Cuando salió, nos hizo un gesto
lamentable y marchó sin decir nada.
Volvimos todos al cuarto y ya, a
pesar del poco tiempo, Juanaco parecía
más oscurecido. Si bien conservaba los
ojos abiertos, tenía en la piel de la cara
como unas escamas moradas de muy
siniestros indicios. Además, ya se le oía
mucho como un ronquido incansable.
Una mujer habló de la conveniencia
de ir pensando en la mortaja, «para que
fuera bien apañao», y apenas dicho, no
sé qué pasó, que todos empezaron a
abrir las cómodas, los baúles y las
taquillas y a sacar cuantas cosas de
aquella casa no estaban a la vista.
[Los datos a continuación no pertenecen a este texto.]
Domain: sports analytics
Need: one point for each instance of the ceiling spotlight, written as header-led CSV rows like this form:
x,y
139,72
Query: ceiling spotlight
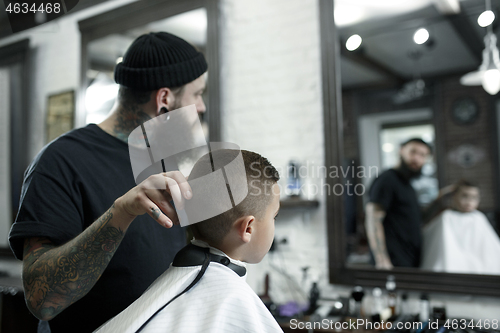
x,y
486,18
353,42
421,36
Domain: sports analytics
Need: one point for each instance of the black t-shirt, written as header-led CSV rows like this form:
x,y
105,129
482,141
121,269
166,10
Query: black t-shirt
x,y
402,223
70,184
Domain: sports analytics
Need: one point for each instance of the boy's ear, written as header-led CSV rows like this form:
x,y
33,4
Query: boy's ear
x,y
245,227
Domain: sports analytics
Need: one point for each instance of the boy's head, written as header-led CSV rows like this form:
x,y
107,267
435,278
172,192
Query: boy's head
x,y
466,196
246,231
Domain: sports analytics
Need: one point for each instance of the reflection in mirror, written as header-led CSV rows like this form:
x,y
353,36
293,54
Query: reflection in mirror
x,y
433,202
105,52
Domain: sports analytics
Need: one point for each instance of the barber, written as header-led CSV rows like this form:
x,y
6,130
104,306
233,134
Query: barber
x,y
84,261
393,215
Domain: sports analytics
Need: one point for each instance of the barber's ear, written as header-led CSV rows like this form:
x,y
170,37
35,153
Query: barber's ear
x,y
245,227
164,100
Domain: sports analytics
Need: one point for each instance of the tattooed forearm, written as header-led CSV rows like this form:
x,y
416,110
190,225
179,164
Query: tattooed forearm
x,y
375,232
55,277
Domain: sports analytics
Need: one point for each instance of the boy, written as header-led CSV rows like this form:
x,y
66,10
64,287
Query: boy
x,y
461,239
221,300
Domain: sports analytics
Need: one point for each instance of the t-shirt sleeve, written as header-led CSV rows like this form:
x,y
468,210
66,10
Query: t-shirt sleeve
x,y
382,191
48,205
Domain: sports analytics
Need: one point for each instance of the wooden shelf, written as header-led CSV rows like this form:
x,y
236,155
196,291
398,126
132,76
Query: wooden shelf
x,y
298,203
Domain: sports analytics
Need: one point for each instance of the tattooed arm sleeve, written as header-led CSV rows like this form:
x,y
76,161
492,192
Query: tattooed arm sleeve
x,y
54,277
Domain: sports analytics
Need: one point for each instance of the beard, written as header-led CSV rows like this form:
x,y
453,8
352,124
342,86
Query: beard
x,y
406,171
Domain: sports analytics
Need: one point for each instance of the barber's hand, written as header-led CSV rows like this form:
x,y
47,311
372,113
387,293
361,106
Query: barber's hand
x,y
153,197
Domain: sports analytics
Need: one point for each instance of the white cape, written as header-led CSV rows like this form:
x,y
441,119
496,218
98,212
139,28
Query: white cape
x,y
458,242
221,301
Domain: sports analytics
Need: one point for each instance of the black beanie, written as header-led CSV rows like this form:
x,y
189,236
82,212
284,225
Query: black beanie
x,y
159,60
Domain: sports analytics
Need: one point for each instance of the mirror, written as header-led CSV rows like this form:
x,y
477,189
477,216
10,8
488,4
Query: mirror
x,y
393,89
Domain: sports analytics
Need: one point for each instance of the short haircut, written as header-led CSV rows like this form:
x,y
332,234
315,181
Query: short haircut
x,y
138,97
260,176
417,140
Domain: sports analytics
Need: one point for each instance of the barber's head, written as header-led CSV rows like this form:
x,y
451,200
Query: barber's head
x,y
161,72
466,196
414,154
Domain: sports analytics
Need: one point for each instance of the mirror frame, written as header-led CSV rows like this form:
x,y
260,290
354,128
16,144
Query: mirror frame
x,y
10,54
406,278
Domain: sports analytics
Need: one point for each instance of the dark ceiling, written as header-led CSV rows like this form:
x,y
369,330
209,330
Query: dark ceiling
x,y
389,55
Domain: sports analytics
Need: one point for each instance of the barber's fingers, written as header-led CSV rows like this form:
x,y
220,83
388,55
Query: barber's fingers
x,y
157,214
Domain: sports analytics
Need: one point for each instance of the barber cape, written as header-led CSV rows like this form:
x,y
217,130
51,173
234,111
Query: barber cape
x,y
221,301
458,242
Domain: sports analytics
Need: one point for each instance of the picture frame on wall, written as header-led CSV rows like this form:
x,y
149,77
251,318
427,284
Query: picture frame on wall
x,y
60,114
Las
dos mujeres especialmente escarbaban
rapidísimas entre las ropas y cosuchas.
Todo lo miraban y hacían apartijos de
cuanto les parecía mejor. Los tres
hombres también habían empezado a
probarse chaquetas y botas altas, a
comprobar el peso de unas espuelas de
plata enormes; a palpar la cadena gorda
del reloj, y, sobre todo, con muy poco
disimulo, a ver dónde guardaba «la
plata» el Juanaco. Parecía aquello cosa
de teatro, porque en un instante todos y
todas estaban a medio vestir,
probándose las prendas del indiano y de
la hermana muerta; despreciando las que
creían malas y arrebatándose unos a
otros las que les parecían más
codiciaderas. Las dos mujeres tiraban
tan fuerte de la misma faja de seda rosa,
que se rajó con un quejido metálico.
Pero estaba claro que por más que
removían no daban con lo que todos de
verdad buscaban.
A todo esto se oyó como si los
ronquidos fueran mayores, y al mirar
vimos que Juanaco, con los ojos más
abiertos que antes y las manos
extendidas hacia el rincón donde
estábamos los muchachos, que nada
tocábamos, quisiera decirnos algo. Pero
en seguida, rendido por la fatiga, volvió
a caer sobre la almohada, aunque sin
cerrar del todo los ojos, que seguían
atentos a la operación… Los hombres
aquellos y las mujeres, pasado el breve
susto, volvieron a sus probatas y
rebuscas.
De pronto se escuchó como un
chorro de monedas que caían al suelo y
todos, después de mirar un segundo
hacia donde venía el ruido, fueron hacia
allí. Se armó tal riña sorda, tal
desconcierto de empellones, gritos y
codazos que alguno empujó a la mesilla
de noche, que se vino al suelo con todos
los frascos y pócimas que tenía sobre su
mármol. Cada cual buscaba las perras
por su lado. Juanaco volvió a
incorporarse con mucha energía, como
rabioso. Subió los brazos a lo alto, gritó
algo muy fuerte, que no se entendía bien,
pero que terminaba en «tías»… ¡¡¡tías!!!,
¡¡¡… tías!!! Y cayó muerto de golpetazo.
Todos aquellos hombres y mujeres, a
medio vestir, quedaron como
espantados, con las monedas en la mano.
Por fin, una mujer empezó a llorar y
luego las otras. Y yo también lloré.